Reservoir Engineering





Executive Summary

Polymer flooding is the most commonly used chemical enhanced oil recovery methods in recovery of oil at the tertiary recovery level of oil in the wells. Polymer flooding has been proven to be effective in this extraction process and thus, it has been used in most of the recoveries. This method operates under the mobolity ratio principle and this is determined by the polymer used and the mobility control agent used. These two elements must thus be selected with a lot of considerations on the preveiling conditions inside the well, with the main consideration being given to the temperatuires. The use of polymer flooding is effective in realization of more than 30 percent of oil which is at the tertiary level.

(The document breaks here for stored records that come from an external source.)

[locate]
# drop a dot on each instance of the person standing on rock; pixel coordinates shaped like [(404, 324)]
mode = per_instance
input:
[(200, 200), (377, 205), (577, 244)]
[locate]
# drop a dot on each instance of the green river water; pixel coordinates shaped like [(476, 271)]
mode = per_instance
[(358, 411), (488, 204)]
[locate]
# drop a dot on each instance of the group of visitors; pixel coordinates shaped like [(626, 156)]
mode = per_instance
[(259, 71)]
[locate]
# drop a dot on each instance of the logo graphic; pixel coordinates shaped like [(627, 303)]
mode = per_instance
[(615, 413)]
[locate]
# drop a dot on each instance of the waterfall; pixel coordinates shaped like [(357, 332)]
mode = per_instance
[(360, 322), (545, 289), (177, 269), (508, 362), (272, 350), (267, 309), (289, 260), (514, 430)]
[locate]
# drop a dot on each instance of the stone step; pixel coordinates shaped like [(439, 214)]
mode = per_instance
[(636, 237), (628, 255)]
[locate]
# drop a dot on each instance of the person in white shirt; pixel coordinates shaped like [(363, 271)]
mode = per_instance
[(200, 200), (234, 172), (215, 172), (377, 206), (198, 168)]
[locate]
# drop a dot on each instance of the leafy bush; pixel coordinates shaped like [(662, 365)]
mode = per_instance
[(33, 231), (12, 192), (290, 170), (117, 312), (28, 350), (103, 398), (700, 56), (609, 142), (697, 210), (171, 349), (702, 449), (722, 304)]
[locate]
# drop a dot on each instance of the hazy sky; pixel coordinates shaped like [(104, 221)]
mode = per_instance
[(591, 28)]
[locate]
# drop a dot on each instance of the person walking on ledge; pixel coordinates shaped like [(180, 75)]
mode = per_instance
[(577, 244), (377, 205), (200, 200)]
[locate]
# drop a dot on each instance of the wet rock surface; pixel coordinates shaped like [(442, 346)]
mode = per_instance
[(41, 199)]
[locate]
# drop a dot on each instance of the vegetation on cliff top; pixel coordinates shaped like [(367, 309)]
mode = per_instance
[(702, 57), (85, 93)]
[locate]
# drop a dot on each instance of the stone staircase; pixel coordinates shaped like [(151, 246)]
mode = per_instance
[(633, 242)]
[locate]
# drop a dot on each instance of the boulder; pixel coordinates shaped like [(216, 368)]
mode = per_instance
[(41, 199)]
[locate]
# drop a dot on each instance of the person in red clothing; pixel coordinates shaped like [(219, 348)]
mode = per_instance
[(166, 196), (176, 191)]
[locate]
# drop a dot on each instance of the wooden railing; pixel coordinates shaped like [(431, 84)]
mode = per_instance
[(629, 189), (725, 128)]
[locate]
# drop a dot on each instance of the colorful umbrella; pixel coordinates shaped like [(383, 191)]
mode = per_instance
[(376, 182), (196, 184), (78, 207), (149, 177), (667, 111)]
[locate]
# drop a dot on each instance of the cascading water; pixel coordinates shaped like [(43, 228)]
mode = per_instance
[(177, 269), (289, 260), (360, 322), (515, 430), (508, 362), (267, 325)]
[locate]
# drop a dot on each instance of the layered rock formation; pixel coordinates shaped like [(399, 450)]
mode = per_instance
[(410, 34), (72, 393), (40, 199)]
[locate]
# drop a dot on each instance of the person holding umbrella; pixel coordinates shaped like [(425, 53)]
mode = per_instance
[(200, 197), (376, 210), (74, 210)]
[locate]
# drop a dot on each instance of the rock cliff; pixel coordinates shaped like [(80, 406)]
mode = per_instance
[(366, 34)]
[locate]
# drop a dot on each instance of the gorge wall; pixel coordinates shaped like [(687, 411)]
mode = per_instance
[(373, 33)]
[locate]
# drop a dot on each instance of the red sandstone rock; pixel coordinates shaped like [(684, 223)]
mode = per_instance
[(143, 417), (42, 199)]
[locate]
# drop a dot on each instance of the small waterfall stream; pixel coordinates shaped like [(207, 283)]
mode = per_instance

Using Polymer Flooding in Enhancement of Oil Recovery


Currently, the demand for energy has risen enormously in the years. Oil is the main source of energy which is used in all the countries around the world and it provides the highest percentage of the total energy used around the world every day. Approximately 101 million barrels of oil are used every day as a primary source of energy for different systems (Amirian, 2018). As a result of the increased demand for the use of oil, the depth of oil wells has continued to increase and depletion is also being experienced. This makes the recovery process enter into the tertiary recovery stage, also called the enhanced oil recovery stage. This stage calls for the use of chemical enhanced oil recovery methods. The most commonly used of these methods is the polymer flooding method. This is a straight forward method which has a lengthy commercial use history and whose results have been proven to be the best for the tertiary level of oil extraction. The use of this technique is from the enormous advantages that it has as a technology which makes it easy to use and also cheap compared to other extraction methods.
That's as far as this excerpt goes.